We evaluated dolutegravir pharmacokinetics in infants with human immunodeficiency virus (HIV) receiving dolutegravir twice daily (BID) with rifampicin-based tuberculosis (TB) treatment compared with once daily (OD) without rifampicin.
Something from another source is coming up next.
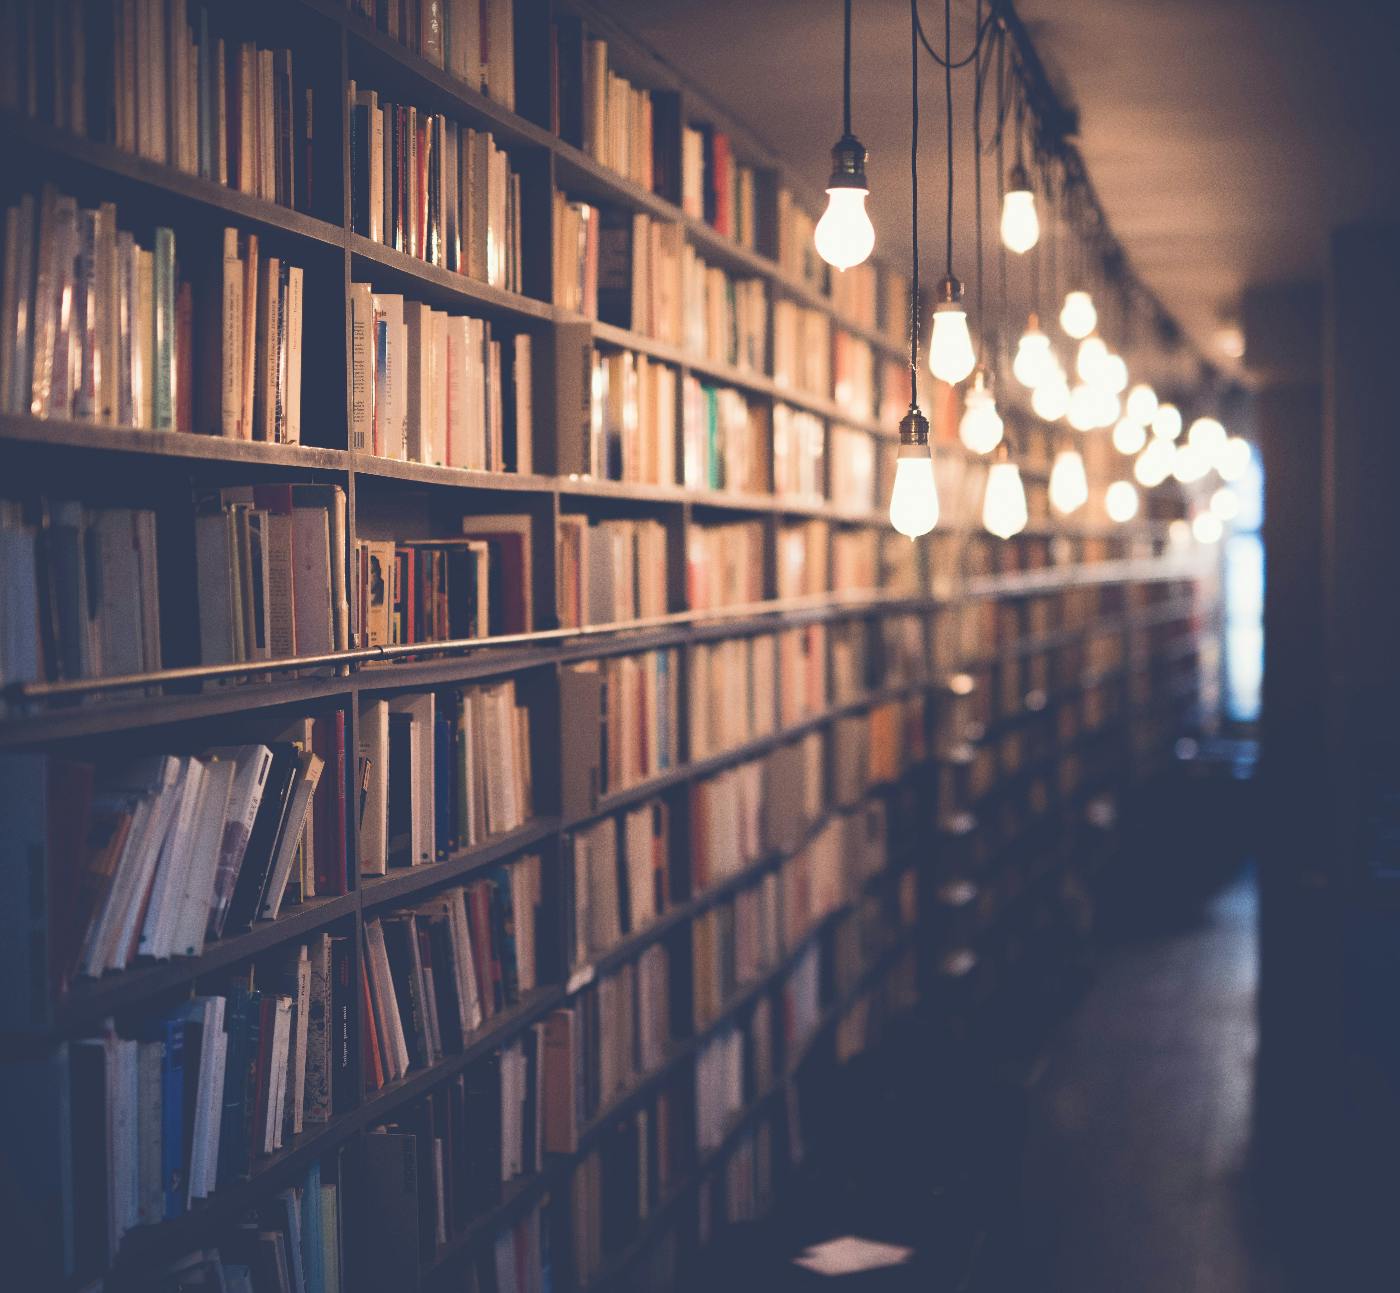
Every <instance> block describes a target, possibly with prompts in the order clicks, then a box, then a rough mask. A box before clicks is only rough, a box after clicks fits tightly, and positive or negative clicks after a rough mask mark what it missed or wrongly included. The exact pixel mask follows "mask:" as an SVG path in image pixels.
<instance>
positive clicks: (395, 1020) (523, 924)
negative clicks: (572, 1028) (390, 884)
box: [364, 855, 542, 1090]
Infants with HIV aged 1-12 months, weighing ≥3 kg, and receiving dolutegravir BID with rifampicin or OD without rifampicin were eligible. Six blood samples were taken over 12 (BID) or 24 hours (OD). Dolutegravir pharmacokinetic parameters, HIV viral load (VL) data, and adverse events (AEs) were reported.
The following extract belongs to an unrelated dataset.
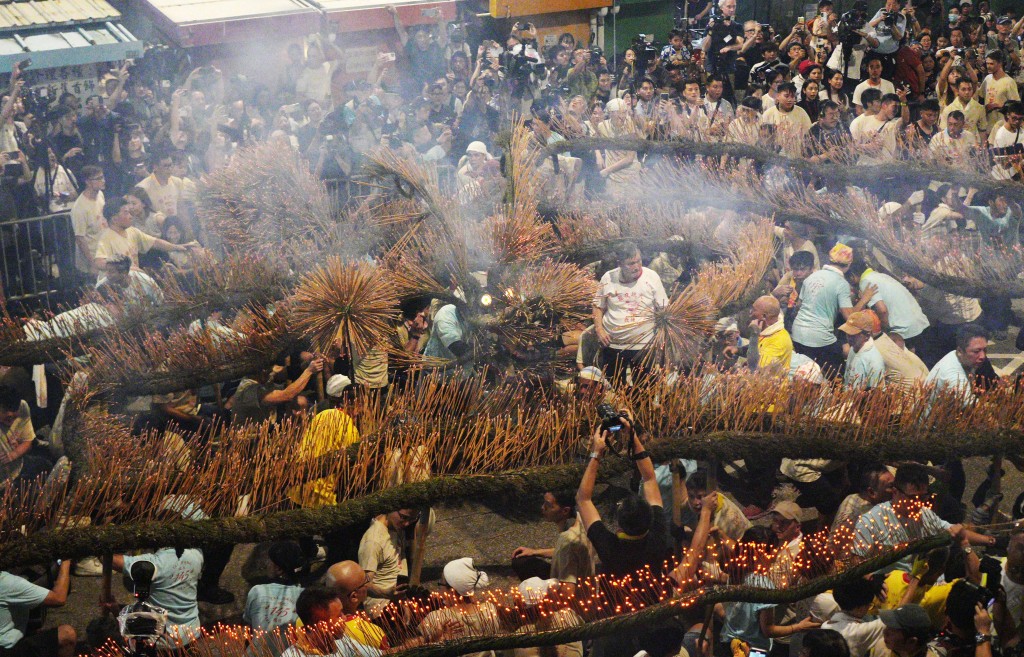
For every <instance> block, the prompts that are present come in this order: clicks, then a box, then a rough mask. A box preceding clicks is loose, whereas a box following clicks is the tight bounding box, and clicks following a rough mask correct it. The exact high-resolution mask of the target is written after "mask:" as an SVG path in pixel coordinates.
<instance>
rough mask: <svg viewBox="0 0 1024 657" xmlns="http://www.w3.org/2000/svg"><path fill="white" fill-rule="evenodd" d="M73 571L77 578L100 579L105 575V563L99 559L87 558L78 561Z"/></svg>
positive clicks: (89, 557) (94, 557) (95, 558)
mask: <svg viewBox="0 0 1024 657" xmlns="http://www.w3.org/2000/svg"><path fill="white" fill-rule="evenodd" d="M72 570H73V571H74V573H75V575H76V576H77V577H99V576H100V575H102V574H103V562H101V561H99V557H86V558H85V559H79V560H78V561H76V562H75V567H74V568H73V569H72Z"/></svg>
Twenty-seven of 30 enrolled infants had evaluable pharmacokinetic curves. The median (interquartile range) age was 7.1 months (6.1-9.9), weight was 6.3 kg (5.6-7.2), 21 (78%) received rifampicin, and 11 (41%) were female. Geometric mean ratios comparing dolutegravir BID with rifampicin versus OD without rifampicin were area under curve (AUC)0-24h 0.91 (95% confidence interval, .59-1.42), Ctrough 0.95 (0.57-1.59), Cmax 0.87 (0.57-1.33). One infant (5%) receiving rifampicin versus none without rifampicin had dolutegravir Ctrough <0.32 mg/L, and none had Ctrough <0.064 mg/L. The dolutegravir metabolic ratio (dolutegravir-glucuronide AUC/dolutegravir AUC) was 2.3-fold higher in combination with rifampicin versus without rifampicin. Five of 82 reported AEs were possibly related to rifampicin or dolutegravir and resolved without treatment discontinuation. Upon TB treatment completion, HIV viral load was <1000 copies/mL in 76% and 100% of infants and undetectable in 35% and 20% of infants with and without rifampicin, respectively.
Dolutegravir BID in infants receiving rifampicin resulted in adequate dolutegravir exposure, supporting this treatment approach for infants with HIV-TB coinfection.
我们评估了每日两次(BID)接受多拉韦林联合利福平治疗结核病(TB)与每日一次(OD)不联合利福平治疗的 HIV 婴儿的多拉韦林药代动力学。
年龄在 1-12 个月、体重≥3kg、接受 BID 多拉韦林联合利福平或 OD 不联合利福平的 HIV 婴儿有资格参加。在 12 小时(BID)或 24 小时(OD)内采集 6 份血样。报告多拉韦林药代动力学参数、HIV 病毒载量(VL)数据和不良事件(AE)。
30 名入组婴儿中有 27 名具有可评估的药代动力学曲线。中位(四分位间距)年龄为 7.1 个月(6.1-9.9),体重为 6.3kg(5.6-7.2),21 名(78%)接受利福平,11 名(41%)为女性。与 OD 不联合利福平相比,BID 多拉韦林联合利福平的几何均数比值为 AUC0-24h 0.91(95%置信区间,0.59-1.42),Ctrough 0.95(0.57-1.59),Cmax 0.87(0.57-1.33)。1 名(5%)接受利福平的婴儿与无利福平的婴儿相比,多拉韦林 Ctrough<0.32mg/L,且无 1 名婴儿的 Ctrough<0.064mg/L。多拉韦林代谢比(多拉韦林-葡萄糖醛酸 AUC/多拉韦林 AUC)联合利福平时是不联合利福平的 2.3 倍。82 例报告的 AE 中有 5 例可能与利福平或多拉韦林有关,且无需停药即可解决。在完成结核病治疗后,76%和 100%的婴儿 HIV 病毒载量<1000 拷贝/mL,分别有 35%和 20%的婴儿在有和没有利福平的情况下病毒载量不可检测。
接受利福平治疗的婴儿每日两次 BID 多拉韦林可获得充分的多拉韦林暴露,支持这种针对 HIV-TB 合并感染婴儿的治疗方法。